First and foremost we have to differentiate between raster and vector graphics.

Raster images have fixed resolutions and each pixel has a fixed colour value - raster images appear pixelated when their size is increased.

Vector images on the other hand have unlimited resolutions, they are stored as geometric functions and can be resized as much as wanted and will still appear crispy.

Comparison of vector and raster graphics

Old hardware often relied on bitmaps - a very simple form of a raster image - for letters, but most modern computers use vector images for letters, because one can increase the size of each letter without the letters becoming pixelated. This is important, because a lot of generative networks work with raster images, but I want to generate new vector images based on existing ones.

Most common typeface classifications
#

There are many font families (or typefaces) but the most basic ones are serifs (these contain special design features at the end of the letter), sans-serifs (without special features on ends), monotypes (which use equal spacings and are typically used in technical environments), scripts (hand-written fonts) and display or decorative typefaces (which have unique shapes but aren’t handwritten). These common font families are common across most scripts (including Cyrillic, Greek, Thai, Devanagari, Korean, Chinese, Japanese) though with their own unique features.

Basic type classifications

TTF vs OTF
#

Bitmap vs TrueType

The most common font formats are TTF (TrueTypeFont) and OTF (OpenTypeFont). TrueType is a font standard which was developed by Apple in the 1980s, but is now used across many operating systems. TrueTypeFonts save their characters in the form of line segments and quadratic bézier curves:

$$ p(t)= (1-t)^2p_0 + 2t(1-t)p_1 + t^2 p_2 $$

Image of a bézier curve

Complex glyphs are then just a sum of bézier curves and straight lines:

Image of a letter as a sum of vector components

TTFs save a lot of information! From their relative position and size in a coordinate system, metadata to kerning and hinting.

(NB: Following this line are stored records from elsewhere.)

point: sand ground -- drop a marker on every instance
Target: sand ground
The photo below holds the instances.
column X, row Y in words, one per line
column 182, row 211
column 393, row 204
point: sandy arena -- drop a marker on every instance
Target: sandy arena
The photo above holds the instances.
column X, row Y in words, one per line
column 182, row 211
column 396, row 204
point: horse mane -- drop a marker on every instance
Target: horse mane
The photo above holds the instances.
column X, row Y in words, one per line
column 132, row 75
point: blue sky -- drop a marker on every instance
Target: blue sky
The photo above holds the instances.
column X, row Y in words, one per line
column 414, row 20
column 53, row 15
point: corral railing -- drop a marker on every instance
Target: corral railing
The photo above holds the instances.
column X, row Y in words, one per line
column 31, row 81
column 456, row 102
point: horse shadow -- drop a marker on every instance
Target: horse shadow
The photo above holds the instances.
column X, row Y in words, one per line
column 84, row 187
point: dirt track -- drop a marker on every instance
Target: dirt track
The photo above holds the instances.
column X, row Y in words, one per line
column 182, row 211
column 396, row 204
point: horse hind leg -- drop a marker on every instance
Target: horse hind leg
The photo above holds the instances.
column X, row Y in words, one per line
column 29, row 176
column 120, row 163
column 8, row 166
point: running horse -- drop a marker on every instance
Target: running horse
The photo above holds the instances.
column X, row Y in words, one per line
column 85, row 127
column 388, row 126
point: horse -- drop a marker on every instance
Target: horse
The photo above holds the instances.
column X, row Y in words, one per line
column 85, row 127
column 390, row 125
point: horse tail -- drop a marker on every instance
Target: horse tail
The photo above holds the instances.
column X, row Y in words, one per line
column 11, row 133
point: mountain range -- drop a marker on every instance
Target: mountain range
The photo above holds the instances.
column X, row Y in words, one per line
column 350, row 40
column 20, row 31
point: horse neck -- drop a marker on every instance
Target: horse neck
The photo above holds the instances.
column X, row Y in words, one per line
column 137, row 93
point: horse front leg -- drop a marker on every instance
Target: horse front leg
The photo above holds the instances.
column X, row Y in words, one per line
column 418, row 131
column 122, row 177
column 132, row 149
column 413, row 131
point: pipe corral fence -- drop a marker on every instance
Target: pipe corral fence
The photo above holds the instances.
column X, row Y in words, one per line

Kerning is pretty special - the distance between letters is actually not the same, we have to adapt their relative distances so that we perceive an equal spacing.

Kerning demonstrated

Finally there is also font hinting, which uses clever tricks to adapt the letters on low-resolution displays - for example by making the left edges red and the right edges blue.

Hinting demonstrated

The OTF standard on the other hand was developed by Microsoft and Adobe - it is an expansion of the TTF format. Fonts can now for example be saved with cubic bézier curves:

$$ p(t)= (1-t^3)^2p_0 + 3t(1-t^2)p_1 + 3(1-t)t^2 p_2 + t^3p_3 $$

OTFs can also combine multiple letters into a single symbol and also allow for alternate characters such as swashes, stylistic alternates and decorative forms.

UNICODE
#

Letters and symbols aren’t saved as letters and symbols in computer memory, but rather as strings of 1 and 0. There were many standards that were used in the past, but today Unicode rules supreme. Unicode supports 168 scripts and 154 998 characters. Unicode UTF-8 which is the modern web standard has a neat way of encoding symbols! The first symbols in the Unicode table are represented with just one byte (such as the basic latin alphabet, which is the most common character set online and in the world), but the letters which appear later on can be represented with up to 4 bytes. The following table illustrates this quite well:

CharacterUnicodeUTF-8 encoding
Letter yU+007901111001
Letter äU+00E411000011 10100100
Violin key 𝄞U+1D11E11110000 10011101 10000100 10011110

But the most relevant part of this excursion into Unicode is the fact that Unicode is divided into 17 planes, each containing many blocks. The most relevant plane for us is the Basic Multilingual Plane (BMP), because it contains all modern scripts from Latin to Chinese - other planes contain historic characters, emojis etc.

The first block of BMP contains basic latin characters, the second one contains supplementary letters for French, Portuguese, Spanish and German. The following two blocks expand latin even further. The Esperanto letter Ĥ is contained in the extended-A latin block. Other blocks then include Greek, Cyrillic, Arabic, Devanagari, Chinese, Japanese, Korean and so much more. Finding fonts which cover as many symbols in the BMP will be important, because these will be used to train the tool and teach it the most important patterns.

Generative Models
#

To make Tiparilo a little bit of research on generative models is needed. There are the big models that are used in image generation.

GANs
#

Generative Adversarial Networks involve two separate networks, which compete against each other:

  • Generator (Model that is used to generate content)
  • Discriminator (Model that is used to classify examples as real or fake)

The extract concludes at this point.